Other historians have seen Guy Fawkes as a “Patsy” (scapegoat) comparable in real role and status to Lee Harvey Oswald in the assassination of John F. Kennedy, being the “Fall Guy” for the “False Flag” Gunpowder Plot just as “9-11 Truthers” (including this writer) believe that Osama bin Laden was merely the “Patsy” for the events of 1998-2001 and afterwards which gave rise to the USA Patriot Act of 2001 and all the subsequent greatest suppressions of English and American liberties in the entire history of both nations since the reign of Henry VIII (who died 102 years and 3 days before the execution of Charles I, on January 28, 1547).

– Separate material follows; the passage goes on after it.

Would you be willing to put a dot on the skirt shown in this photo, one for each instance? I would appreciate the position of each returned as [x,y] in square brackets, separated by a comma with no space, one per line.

The study of “false flag” terrorism and warfare is a rising subject of historical deconstruction. It is stark testimony to the general lack of confidence people have in the U.S. government that a large number of people (polls differ) disbelieve the “official stories” of the Warren Commission concerning the events of November 1963 in Dallas, the origins of the Vietnam War in the “Gulf of Tonkin” incident the very next year, in August of 1964, and the subsequent stories of the events in the 1990s at Ruby Ridge (Idaho), Mount Carmel (Waco, Texas), Oklahoma City, the US Embassies in Nairobi and Dar es Salaam, and finally 9-11 itself in New York, Washington, and Pennsylvania. Pearl Harbor, the trigger for World War II, was obviously not a “False Flag” attack (there is not and has never been any doubt that the Imperial Japanese Navy was correctly identified as the culprit, and that it acted under official orders from Tokyo). But many Americans (and others worldwide) believe that President Franklin Delano Roosevelt had despaired of ever finding a politically adequate or emotionally sufficient excuse to embroil or involve the United States into World War II, and so he either expressly invited the Japanese to attack or at the very least intentionally disabled the U.S. Naval and air forces around Hawaii in early December 1941.

The governments of the United States and the United Kingdom, in this day, appear to be governments based on a culture of pure deceit and deception. All governmental pronouncements and actions should be regarded with the most stringent suspicion. As one of the newscasters says in V-for-Vendetta “we just report the news, we don’t make it up….that’s the government’s job.”